We give more to receive less, like ragged-trousered philanthropists

Saturday October 18 2014

Robert Tressel’s The Ragged-Trousered Philanthropists is a classic novel written by a working class Irishman a century ago. It describes the relationship between the British working class and the owners of Industrial Revolution capital, who employ them, exploit them and abuse them with the participation of the workers themselves.

The image conjured up by the title is one of skinny men going about their work with worn trouser bottoms, ill-clothed for the weather, ill-shod for the working site and ill-fed for the labour, but being more or less resigned to their fate. The suggestion is that they are being generous to capitalism by donating their labour in return for next to nothing.

The community of labourers Tressel — real name Robert Noonan — describes is made up of people who are having it really bad but who will not listen to anyone telling them to cast off their chains and seek a better life for themselves and their families.

They refuse to acknowledge the fact they are poor, hungry, cold and sick because of the exploitative system they are serving and their only salvation lies in the system’s overthrow.

His fellow workers reject any idea that would change the status quo, principally because they know no better and the life they are living is the only life they ever knew, and, no doubt, that is the life God has ordained for them. In an argument one worker even calls opponents of the system Artful Dodgers, people who want to eat without working.

That was a time and place far away from now and here, but similarities can be found. This last week, in Marrakesh in Morocco, the ninth Africa Development Forum took place under the aegis of the United Nations Economic Commission for Africa (Uneca) to discuss innovative ways to raise funds to finance the continent’s development.

Advertisement

That is to say, traditional methods such as aid no longer suffice and are at any rate infra-dig; rather let’s find avenues out of dependency by taking back what is ours and leveraging it for our development instead of giving it away. In other words, if we stop being ragged-trousered philanthropists, we can haul ourselves out of poverty and misery and wear proper trousers.

We are all aware of the fact that by neglecting industrialisation, we have become donors of jobs to other nations while our youth roam the streets hawking nonsense goods and wait to be recruited by Al Shabaab or Boko Haram.

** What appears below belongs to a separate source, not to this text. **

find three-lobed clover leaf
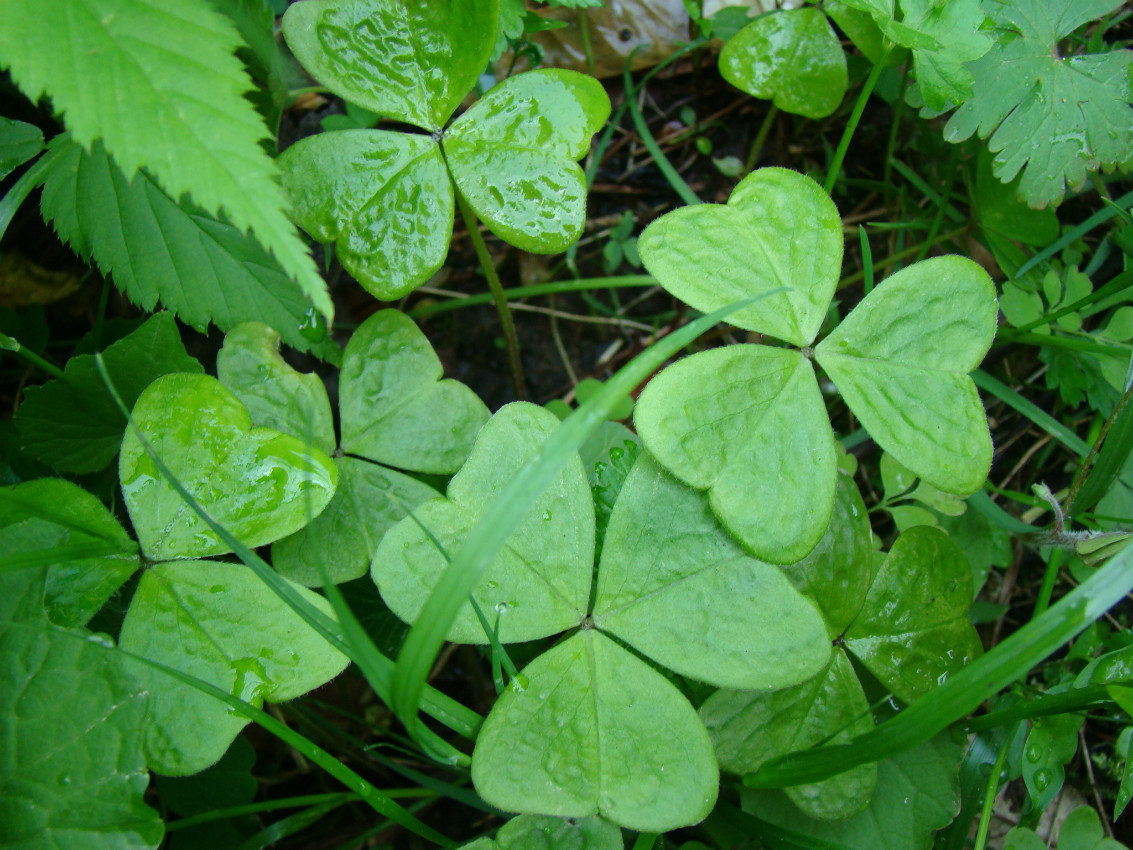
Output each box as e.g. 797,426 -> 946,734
944,0 -> 1133,207
280,0 -> 610,300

Then there are the illicit financial flows from the continent, funds that leak out of Africa to go abroad via various devious ways, including theft, bribery and corruption by government officials, transfer pricing, waivers and unacceptable tax holidays, drug trafficking, money laundering, racketeering, counterfeiting, contraband, terrorism financing, etc.

Uneca estimates that between 1970 and 2008, Africa lost up to $1.8 trillion through these conduits.

Each year between $50 billion and $150 billion is lost through mispricing, under-invoicing of exports, over-invoicing of imports, proceeds from criminal activities and government corruption. Money laundering alone accounts for an estimated $1.6 trillion, while the illicit drug trade stands at $320 billion, and counterfeiting at $250 billion. This amount of money could run an African continental government.

It was made clear at the Marrakech meeting that the amount of money Africa loses in this fiscal haemorrhage far exceeds what the continent receives in official assistance. That means that we give more to receive less, like good ragged-trousered philanthropists of modern times.

A huge area in this is the extractive industry, including mining generally but especially in hydrocarbons, which are currently exciting Africans beyond measure with the lure of a life of ease and plenty that our stunted minds are given to imagining. A mirage.

These illicit flows mean our peoples continue to sink deeper into poverty and misery, a condition leading to unrest and conflict, while at the same time helping to kindle and sustain the unending conflicts across the continent.

It’s a dialectical relationship wherein the proceeds of crime, mainly engendered by corrupt government officials, serve to create conditions for widespread conflict involving non-government actors who need yet further illicit actions to sustain themselves.

Jenerali Ulimwengu is chairman of the board of the Raia Mwema newspaper and an advocate of the High Court in Dar es Salaam.